Sekarang beda lagi persoalannya, kami baru saja melakukan pemilu besar-besaran. Dikatakan besar karena pemilu kali ini tidak pernah terjadi pada masa silam selama perjalanan demokrasi Negara Dagelan. Pemilu yang baru saja berlalu berbeda, karena setiap kubu mempunyai pendukungnya yang sama-sama fanatik. Mereka membesar-besarkan calon pemimpin layaknya seorang nabi yang tidak memiliki keburukan.

Kedua kubu saling menuding dan menjatuhkan. Tetapi itu hanya terjadi sebelum hari pemilihan. Tepat sehari setelah pemilihan, orang-orang mulai diam seperti biasanya. Apalagi setelah diumumkan siapa yang terpilih menjadi pemimpin, orang-orang yang dulunya berteriak paling keras, sekarang membisu di balik dinding-dinding rumah. Seolah teriakan mereka dulu dibeli hanya untuk memeriahkan pesta demokrasi.

***

Setelah hidup 50 tahun, kawin di umur 30 dan hidup tanpa anak—karena takut pengeluaran yang cukup besar—tepat pada malam Minggu nyawaku diambil oleh malaikat maut. Dan aku betul-betul senang ketika nyawaku ditarik, karena telah terbebas dari ingar-bingar Negara Dagelan.

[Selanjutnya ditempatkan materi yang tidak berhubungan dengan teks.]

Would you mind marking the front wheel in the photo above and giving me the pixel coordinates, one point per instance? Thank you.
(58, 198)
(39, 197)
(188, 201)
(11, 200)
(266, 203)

Aku pikir, setelah mati, terlepas semua biaya yang harus dikeluarkan. Ternyata tidak, aku begitu sedih ketika melihat istriku mencari utang ke mana-mana untuk membiayai prosesi kematianku sampai jasadku dikebumikan.

Sesaat setelah jasadku dikubur, aku tertawa senang karena telah terbebas dari belenggu peraturan Negara Dagelan. Dari lahir hingga mati, semuanya harus diurus dengan uang. Ketika semua orang telah pergi dan yang tinggal di makam hanya istriku, ia berbisik tepat di batu nisanku. “Sudah kuselipkan uang di kain kafanmu sebagai uang pelicin, agar kamu tidak diberi hukuman. Siapa tahu malaikat juga minta uang atas setiap pertanyaannya!”